Holding notices saying “Rejoice — Thatcher is dead”, around 200 people gathered in the neighbourhood, a hotspot of alternative culture, and toasted her passing by drinking and dancing to hip-hop and reggae songs blaring from sound systems.
“I’m very, very pleased. She did so much damage to this country,” said one man brandishing an original newspaper billboard from 1990 announcing Thatcher’s resignation.
Others scrawled “Good Riddance” on the pavement.
“We’ve got the bunting out at home,” said Clare Truscott, a woman in her 50s wearing a sparkly beret and holding a homemade sign reading “Ding dong, the witch is dead”.
“I’m from the north, where there were no jobs, where the industry was rapidly disappearing, and her policies ensured it went more quickly.”

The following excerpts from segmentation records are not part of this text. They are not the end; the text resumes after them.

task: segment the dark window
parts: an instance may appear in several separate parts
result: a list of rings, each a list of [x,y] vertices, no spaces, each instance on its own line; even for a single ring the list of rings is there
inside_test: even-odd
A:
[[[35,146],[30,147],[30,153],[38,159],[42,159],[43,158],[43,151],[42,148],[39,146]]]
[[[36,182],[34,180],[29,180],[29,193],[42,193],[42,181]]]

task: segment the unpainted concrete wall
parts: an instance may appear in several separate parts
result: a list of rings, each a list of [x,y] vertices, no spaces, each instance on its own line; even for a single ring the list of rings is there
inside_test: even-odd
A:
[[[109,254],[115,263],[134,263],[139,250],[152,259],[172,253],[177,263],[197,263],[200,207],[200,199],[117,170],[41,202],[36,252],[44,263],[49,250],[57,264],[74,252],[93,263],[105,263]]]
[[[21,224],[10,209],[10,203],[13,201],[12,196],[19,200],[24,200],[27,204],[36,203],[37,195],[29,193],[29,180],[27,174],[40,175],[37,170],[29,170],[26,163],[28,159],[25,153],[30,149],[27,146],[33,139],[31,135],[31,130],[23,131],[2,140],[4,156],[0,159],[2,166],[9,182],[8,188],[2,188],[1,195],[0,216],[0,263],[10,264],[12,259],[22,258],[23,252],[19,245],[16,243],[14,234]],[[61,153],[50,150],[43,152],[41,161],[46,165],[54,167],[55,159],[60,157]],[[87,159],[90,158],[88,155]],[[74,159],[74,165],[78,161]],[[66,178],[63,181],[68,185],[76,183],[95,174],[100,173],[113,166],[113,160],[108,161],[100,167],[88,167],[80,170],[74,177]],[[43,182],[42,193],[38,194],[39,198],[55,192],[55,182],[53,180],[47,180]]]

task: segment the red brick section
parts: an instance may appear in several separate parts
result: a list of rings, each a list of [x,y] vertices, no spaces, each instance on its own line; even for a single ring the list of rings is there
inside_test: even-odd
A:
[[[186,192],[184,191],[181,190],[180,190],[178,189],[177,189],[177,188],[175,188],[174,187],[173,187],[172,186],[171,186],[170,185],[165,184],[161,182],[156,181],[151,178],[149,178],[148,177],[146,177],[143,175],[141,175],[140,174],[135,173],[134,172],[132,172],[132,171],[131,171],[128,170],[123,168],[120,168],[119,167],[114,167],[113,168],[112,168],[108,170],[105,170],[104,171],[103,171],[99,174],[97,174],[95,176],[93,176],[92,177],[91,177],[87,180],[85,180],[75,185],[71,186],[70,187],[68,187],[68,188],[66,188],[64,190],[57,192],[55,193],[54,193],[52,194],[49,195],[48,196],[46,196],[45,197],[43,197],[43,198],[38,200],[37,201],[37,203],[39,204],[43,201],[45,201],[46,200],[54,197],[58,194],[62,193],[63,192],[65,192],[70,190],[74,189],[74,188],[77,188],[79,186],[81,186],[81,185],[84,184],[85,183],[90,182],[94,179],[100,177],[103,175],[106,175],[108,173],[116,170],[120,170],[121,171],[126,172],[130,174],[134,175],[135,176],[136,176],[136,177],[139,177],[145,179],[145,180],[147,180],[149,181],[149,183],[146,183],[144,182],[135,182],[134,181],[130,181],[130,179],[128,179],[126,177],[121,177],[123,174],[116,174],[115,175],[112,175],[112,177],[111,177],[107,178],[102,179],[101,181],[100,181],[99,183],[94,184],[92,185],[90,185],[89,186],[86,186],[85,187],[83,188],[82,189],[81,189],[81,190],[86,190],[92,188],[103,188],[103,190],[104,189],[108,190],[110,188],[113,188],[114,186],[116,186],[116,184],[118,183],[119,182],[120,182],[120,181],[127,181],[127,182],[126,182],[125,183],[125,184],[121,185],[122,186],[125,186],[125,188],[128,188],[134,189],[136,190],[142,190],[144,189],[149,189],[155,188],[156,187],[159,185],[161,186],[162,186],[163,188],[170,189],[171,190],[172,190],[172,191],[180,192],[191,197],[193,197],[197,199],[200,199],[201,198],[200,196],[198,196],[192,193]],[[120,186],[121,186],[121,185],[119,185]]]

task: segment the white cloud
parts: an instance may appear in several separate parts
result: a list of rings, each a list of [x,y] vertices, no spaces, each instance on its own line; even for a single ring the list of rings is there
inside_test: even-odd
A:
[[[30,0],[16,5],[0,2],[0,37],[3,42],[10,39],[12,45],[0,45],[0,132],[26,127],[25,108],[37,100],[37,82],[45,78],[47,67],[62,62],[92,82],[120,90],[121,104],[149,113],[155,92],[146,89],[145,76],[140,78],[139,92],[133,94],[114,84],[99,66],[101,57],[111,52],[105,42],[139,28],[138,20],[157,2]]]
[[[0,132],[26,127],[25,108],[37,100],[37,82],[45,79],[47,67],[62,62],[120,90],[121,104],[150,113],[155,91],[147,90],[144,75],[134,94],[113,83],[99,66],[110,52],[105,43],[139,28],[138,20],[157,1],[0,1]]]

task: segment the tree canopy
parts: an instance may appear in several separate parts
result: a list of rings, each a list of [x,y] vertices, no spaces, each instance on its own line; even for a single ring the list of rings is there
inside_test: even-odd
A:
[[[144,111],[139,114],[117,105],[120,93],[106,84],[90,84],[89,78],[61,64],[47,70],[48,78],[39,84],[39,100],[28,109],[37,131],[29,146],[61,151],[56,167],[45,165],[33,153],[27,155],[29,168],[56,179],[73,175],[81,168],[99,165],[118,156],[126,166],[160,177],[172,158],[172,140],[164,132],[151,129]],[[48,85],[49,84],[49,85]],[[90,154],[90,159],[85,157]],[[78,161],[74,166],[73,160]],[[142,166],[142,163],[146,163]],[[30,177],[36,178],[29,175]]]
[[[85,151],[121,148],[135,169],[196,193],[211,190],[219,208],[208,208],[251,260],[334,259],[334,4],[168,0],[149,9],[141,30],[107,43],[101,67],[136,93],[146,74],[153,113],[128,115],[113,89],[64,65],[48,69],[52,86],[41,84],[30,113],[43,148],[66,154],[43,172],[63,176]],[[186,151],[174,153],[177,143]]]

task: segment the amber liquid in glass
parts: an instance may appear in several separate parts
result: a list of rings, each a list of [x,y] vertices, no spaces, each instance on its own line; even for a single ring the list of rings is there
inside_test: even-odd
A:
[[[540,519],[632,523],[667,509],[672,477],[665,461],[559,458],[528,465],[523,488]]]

Brixton was the scene of fierce riots in 1981, two years after Thatcher became prime minister.
Carole Roper, a full-time carer in her 50s from north London, said: “We’re here to celebrate her death.”
Sipping from a can of beer, she insisted: “I don’t think it’s vindictive — it’s not so much about the death of Thatcher but what she has done, the policies she introduced to this country.
“Compare the coverage to that when Chavez died — she’s being eulogised. It’s been wall to wall coverage on the BBC but she did nothing to help the poor people of this country.”
Meanwhile, in the Scottish city of Glasgow more than 300 people gathered to hold their own impromptu “party”.
Anti-capitalist campaigners shouted, “Maggie, Maggie, Maggie” while the crowd replied “dead, dead, dead”.
The crowd also broke into a chorus of “So long, the witch is dead” while drinking champagne.
Thatcher, the controversial “Iron Lady” who dominated a generation of British politics and won international acclaim for helping to end the Cold War, died following a stroke on Monday. She was 87.